What Judge Stearns has decided is if Whitey claims AUSA Jeremiah O’Sullivan gave him prospective immunity to murder someone then that in and off itself will not stand because O’Sullivan had no power to do this. In a footnote he said: “it strains credulity to suggest that an Assistant United States Attorney would have had the authority decades ago to authorize the murder of American citizens, on American soil, for reasons wholly unrelated to national security concerns.” I suggest what the good judge is suggesting is that back at the time O’Sullivan is purported to have made his deal with Whitey things in America were different.
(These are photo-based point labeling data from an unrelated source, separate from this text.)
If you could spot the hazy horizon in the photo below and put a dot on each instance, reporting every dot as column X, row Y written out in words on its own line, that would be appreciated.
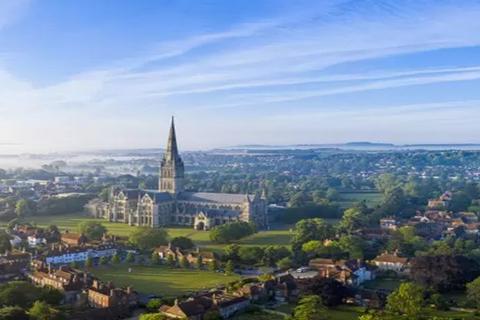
column 94, row 75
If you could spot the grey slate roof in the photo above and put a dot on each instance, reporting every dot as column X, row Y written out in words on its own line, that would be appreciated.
column 214, row 197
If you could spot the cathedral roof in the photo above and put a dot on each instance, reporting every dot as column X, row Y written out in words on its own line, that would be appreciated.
column 214, row 197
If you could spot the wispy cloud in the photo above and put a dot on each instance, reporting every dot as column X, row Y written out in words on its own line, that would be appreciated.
column 280, row 59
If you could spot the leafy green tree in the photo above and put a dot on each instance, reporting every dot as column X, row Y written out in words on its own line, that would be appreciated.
column 212, row 265
column 153, row 316
column 154, row 304
column 93, row 230
column 5, row 244
column 42, row 311
column 171, row 260
column 183, row 243
column 212, row 315
column 155, row 259
column 116, row 259
column 352, row 220
column 184, row 263
column 199, row 262
column 309, row 307
column 130, row 257
column 229, row 267
column 250, row 255
column 460, row 201
column 406, row 300
column 103, row 261
column 145, row 238
column 89, row 262
column 285, row 263
column 473, row 291
column 13, row 313
column 25, row 207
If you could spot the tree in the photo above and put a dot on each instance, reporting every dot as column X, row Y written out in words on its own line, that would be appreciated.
column 330, row 290
column 103, row 261
column 89, row 262
column 153, row 316
column 460, row 201
column 25, row 207
column 352, row 220
column 92, row 230
column 473, row 291
column 406, row 300
column 273, row 254
column 183, row 243
column 154, row 304
column 309, row 307
column 444, row 273
column 13, row 313
column 42, row 311
column 199, row 262
column 155, row 259
column 285, row 263
column 5, row 244
column 250, row 255
column 184, row 263
column 212, row 265
column 212, row 315
column 229, row 267
column 171, row 260
column 145, row 238
column 130, row 257
column 116, row 259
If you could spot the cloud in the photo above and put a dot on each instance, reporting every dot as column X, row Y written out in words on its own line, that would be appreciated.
column 279, row 59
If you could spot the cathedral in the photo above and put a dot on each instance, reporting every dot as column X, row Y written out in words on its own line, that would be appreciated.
column 171, row 205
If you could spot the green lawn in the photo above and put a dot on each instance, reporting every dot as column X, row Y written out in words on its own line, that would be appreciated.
column 162, row 280
column 387, row 284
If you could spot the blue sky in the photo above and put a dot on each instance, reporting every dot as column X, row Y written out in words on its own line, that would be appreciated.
column 109, row 74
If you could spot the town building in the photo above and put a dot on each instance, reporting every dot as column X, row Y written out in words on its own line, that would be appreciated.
column 392, row 262
column 101, row 295
column 68, row 280
column 348, row 272
column 171, row 204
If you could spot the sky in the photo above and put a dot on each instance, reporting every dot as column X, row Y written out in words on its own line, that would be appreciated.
column 88, row 75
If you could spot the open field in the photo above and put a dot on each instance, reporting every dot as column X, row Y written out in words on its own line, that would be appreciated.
column 162, row 280
column 201, row 238
column 347, row 199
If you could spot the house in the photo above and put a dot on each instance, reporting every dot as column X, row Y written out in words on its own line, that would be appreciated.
column 392, row 262
column 13, row 264
column 196, row 307
column 64, row 254
column 206, row 256
column 388, row 223
column 36, row 240
column 101, row 295
column 73, row 239
column 349, row 272
column 68, row 280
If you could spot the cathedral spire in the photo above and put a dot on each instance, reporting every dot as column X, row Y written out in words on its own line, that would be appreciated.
column 172, row 149
column 171, row 168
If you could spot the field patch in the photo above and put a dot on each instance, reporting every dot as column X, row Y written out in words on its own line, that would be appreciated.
column 161, row 280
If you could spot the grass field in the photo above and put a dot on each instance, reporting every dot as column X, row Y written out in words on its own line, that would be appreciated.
column 347, row 199
column 162, row 280
column 201, row 238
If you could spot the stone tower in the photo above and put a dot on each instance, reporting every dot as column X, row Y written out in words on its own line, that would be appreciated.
column 172, row 168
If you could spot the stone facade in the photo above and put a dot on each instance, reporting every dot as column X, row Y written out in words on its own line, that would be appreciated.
column 172, row 205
They really weren’t. The debate over the existence of kill lists is happening today because we are doing our killings more openly with drones. In prior days, we were more subtle about them. Subsequent to WWII we had a policy to use the CIA to assassinate people. In 1976 President Ford had to enter a secret executive order (Executive Order 11905) barring this practice. It does not appear the passage of time is relevant to the issue.
Decades ago or today, Judge Stearns is absolutely correct suggesting that if the power to kill exists at all it resides in the president and no one else and only with respect to the security of our nation. Unless the president puts his seal on any planned killing, such as he does on today’s kill list or the past CIA targets, no one else in the executive can authorize any person to kill another. Our troops do not go off on combat missions without the approval of our president. There is absolutely no way that Jeremiah O’Sullivan would have thought he had a similar authority. Obviously he never would have suggested to Whitey that he could go forth and commit murder.
The problem we have is we don’t know what Whitey was going to tell us. It’d be nice to know. There are some things O’Sullivan could authorize. Judge Stearns noted as much.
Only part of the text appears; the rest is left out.